From a little hardware store on one of the cobblestone streets of Boca del Rio, the boys bought a small roll of line, a few small hooks, and threaded nuts to use for weights, then scavenged for two short pieces of board washed up with the other debris of branches, limbs, and logs along the river's bank exposed at low tide. They have become mesmerized by the softly-lapping brackish water of the river, its pungent odor under the bridge, the thunderous rattle and quiver of the highway above as cars, buses, and trucks speed across, traveling always in a hurry, between Veracruz and Alvarado. Pelicans with their gliding wings stare down only inches above the river's surface. Gulls are circling and churning through invisible currents in the air, and the "real" fishermen are poling through the shallow water to check their traps and nets, already too late in the day to expect much more from the sorrowful river depleted and abused across the years.

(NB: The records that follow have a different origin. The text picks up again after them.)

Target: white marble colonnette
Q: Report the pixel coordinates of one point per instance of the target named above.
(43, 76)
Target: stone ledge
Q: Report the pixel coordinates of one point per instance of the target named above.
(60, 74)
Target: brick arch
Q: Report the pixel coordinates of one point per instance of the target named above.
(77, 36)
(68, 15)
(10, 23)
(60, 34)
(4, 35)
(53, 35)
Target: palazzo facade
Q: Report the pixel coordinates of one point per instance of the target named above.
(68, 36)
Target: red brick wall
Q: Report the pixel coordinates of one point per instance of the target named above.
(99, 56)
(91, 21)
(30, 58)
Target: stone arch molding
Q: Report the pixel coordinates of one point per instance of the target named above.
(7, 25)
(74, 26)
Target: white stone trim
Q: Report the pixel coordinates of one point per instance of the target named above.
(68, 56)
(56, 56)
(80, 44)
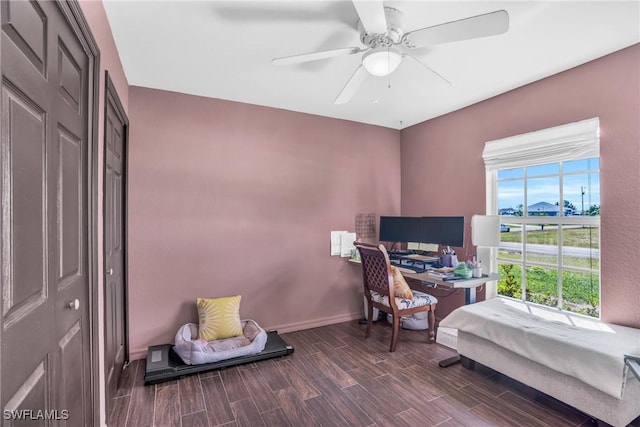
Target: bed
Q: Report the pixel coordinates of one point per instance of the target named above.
(576, 360)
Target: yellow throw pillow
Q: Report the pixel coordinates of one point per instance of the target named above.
(400, 286)
(219, 318)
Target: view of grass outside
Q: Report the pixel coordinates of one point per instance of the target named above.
(580, 278)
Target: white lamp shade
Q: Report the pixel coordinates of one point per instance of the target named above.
(485, 230)
(381, 61)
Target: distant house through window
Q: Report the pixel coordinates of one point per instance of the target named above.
(546, 188)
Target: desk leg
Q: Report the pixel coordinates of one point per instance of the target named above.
(469, 298)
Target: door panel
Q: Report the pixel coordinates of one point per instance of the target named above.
(45, 335)
(114, 244)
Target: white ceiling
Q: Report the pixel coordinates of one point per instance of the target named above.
(224, 50)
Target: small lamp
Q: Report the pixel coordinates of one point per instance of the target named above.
(485, 235)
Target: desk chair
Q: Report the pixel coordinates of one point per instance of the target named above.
(379, 291)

They have been catching a few tiny children of the fish, throwing them back and catching them again in a slow cycle of waiting and excitement they themselves can hardly understand. They are balancing on the alternating currents of desperation and hope, like the sons and daughters of the village fishermen whose barely-tied boats they stand in for these unnoticed hours.

Changes in the shade and shadows makes them realize that morning has disappeared, so they hurry back to the big white house where afternoon sun is already gleaming across the big yellow "for sale" sign stretched by twine across the third-floor balcony.